Monday, May 31, 2010

Charles Chips

During the late 1960s and early 1970s we used to receive home delivery of cans of Charles Chips. This economic model worked well until the mid-1970s when the price and availability of gas made it much less profitable than it had been previously. Though in its day the site of a Charles Chips truck in the neighborhood was a welcome site indeed. Besides the convenience of home delivery, the potato chips were good and could be easily transported around the house as needed. When we had friends over to visit the introduction of a Charles Chips can was always a pleasurable interruption to whatever we might be doing.

Today with far fewer people at home on a regular basis as housewives, and a greater reluctance to open the front door to strangers,  services like Charles Chips and the Fuller Brush Man are much harder to maintain than they once were in suburbs. There was also the Avon Lady who would visit on a regular basis and the man who sharpened knives. All the knife sharpener would do was pick a spot in the neighborhood and clang his bell in order to tell people to bring their knives and tools to be sharpened on his portable grind stone.

I guess the lack of these strangers in our suburban neighborhoods make them safer now, but it also makes them more homogeneous and a bit less interesting. It was a rare kid among us who didn't look forward to the site of a stranger invading the quiet of our neighborhood and stirring things up with their door bell ringing and bell clanging.  I sure know we looked forward to their visits when I was a kid. These people didn't scare us or annoy us in the least. At times we opened lemonade and candy stands to encourage them to stop, even if they had just lost they way on our side of town.
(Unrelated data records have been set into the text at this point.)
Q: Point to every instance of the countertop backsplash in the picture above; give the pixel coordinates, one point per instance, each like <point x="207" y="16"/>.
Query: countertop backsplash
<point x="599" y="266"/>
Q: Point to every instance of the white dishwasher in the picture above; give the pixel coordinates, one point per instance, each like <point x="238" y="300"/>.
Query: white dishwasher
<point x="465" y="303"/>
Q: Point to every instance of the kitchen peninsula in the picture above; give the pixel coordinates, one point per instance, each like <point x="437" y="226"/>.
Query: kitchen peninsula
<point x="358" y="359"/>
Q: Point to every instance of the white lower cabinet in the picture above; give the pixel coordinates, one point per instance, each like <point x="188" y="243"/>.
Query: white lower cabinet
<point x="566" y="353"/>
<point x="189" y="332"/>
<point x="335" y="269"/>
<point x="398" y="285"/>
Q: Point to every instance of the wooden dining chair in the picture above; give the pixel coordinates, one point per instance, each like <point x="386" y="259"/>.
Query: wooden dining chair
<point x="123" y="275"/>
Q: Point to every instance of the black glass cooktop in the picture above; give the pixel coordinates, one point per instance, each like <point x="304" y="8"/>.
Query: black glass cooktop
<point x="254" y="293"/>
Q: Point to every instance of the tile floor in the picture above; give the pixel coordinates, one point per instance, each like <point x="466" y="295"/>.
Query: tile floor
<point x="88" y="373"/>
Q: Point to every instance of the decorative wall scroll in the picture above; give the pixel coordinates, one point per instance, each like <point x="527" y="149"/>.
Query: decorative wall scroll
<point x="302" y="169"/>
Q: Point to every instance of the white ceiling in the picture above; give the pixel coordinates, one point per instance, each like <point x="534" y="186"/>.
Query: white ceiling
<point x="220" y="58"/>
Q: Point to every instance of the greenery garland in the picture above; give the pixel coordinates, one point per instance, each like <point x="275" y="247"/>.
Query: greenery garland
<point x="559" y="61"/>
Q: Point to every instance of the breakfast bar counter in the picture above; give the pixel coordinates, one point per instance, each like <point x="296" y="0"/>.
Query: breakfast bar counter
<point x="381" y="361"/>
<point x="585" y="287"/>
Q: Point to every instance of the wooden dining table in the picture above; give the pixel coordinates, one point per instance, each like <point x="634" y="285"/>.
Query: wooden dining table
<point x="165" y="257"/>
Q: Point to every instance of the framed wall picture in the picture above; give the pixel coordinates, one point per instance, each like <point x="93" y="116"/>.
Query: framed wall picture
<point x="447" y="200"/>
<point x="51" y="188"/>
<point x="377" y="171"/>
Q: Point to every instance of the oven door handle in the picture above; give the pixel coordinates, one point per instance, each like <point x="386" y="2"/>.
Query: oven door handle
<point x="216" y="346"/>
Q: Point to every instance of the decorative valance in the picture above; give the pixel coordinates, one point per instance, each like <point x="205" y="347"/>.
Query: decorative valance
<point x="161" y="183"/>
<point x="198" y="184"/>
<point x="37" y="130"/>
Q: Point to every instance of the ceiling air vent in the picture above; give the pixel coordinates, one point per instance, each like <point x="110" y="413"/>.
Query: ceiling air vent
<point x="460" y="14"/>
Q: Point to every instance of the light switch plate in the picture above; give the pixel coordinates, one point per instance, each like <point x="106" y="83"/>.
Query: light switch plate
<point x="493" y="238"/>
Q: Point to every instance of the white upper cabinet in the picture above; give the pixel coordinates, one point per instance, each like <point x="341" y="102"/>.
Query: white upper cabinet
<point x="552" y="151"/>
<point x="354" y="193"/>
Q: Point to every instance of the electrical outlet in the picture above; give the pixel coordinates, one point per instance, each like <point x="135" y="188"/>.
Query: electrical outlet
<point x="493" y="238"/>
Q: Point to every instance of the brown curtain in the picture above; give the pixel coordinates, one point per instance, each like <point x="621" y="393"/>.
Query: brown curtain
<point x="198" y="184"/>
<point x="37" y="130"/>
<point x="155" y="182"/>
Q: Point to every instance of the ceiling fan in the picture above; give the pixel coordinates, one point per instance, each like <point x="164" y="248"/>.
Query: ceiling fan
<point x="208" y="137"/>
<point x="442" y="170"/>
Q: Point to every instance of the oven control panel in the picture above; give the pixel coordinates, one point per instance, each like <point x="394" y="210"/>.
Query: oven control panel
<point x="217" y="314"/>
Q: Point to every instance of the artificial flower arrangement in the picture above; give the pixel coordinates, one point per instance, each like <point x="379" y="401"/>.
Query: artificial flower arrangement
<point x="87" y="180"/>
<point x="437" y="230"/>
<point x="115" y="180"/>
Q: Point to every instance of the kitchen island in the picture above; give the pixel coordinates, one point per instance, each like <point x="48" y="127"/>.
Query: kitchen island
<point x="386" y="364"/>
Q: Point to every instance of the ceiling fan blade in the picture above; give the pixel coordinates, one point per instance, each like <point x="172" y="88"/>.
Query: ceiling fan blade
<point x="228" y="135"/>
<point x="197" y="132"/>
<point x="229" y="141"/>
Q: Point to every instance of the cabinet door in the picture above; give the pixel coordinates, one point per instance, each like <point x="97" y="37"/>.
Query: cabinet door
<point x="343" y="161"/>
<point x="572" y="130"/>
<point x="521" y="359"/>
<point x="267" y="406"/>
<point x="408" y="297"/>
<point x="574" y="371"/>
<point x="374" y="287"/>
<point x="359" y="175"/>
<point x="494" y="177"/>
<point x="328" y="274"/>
In those days we knew who belonged in our neighborhood and who didn't because people were less transient than they are now. Did we take chances when we momentarily allowed these strangers into our lives? Of course we did! This was part of the fun we used to have. It might have even helped fill in the gaps in our then limited life experience. The end result was that our eyes were being opened to the immense world around us, and it wasn't being done via TV or radio. It was being done close to home in our own neighborhood.

1 comment:

  1. Those chips are the greatest of all time, and I used to eat a ton of them! Great post - thanks for the memories Paul!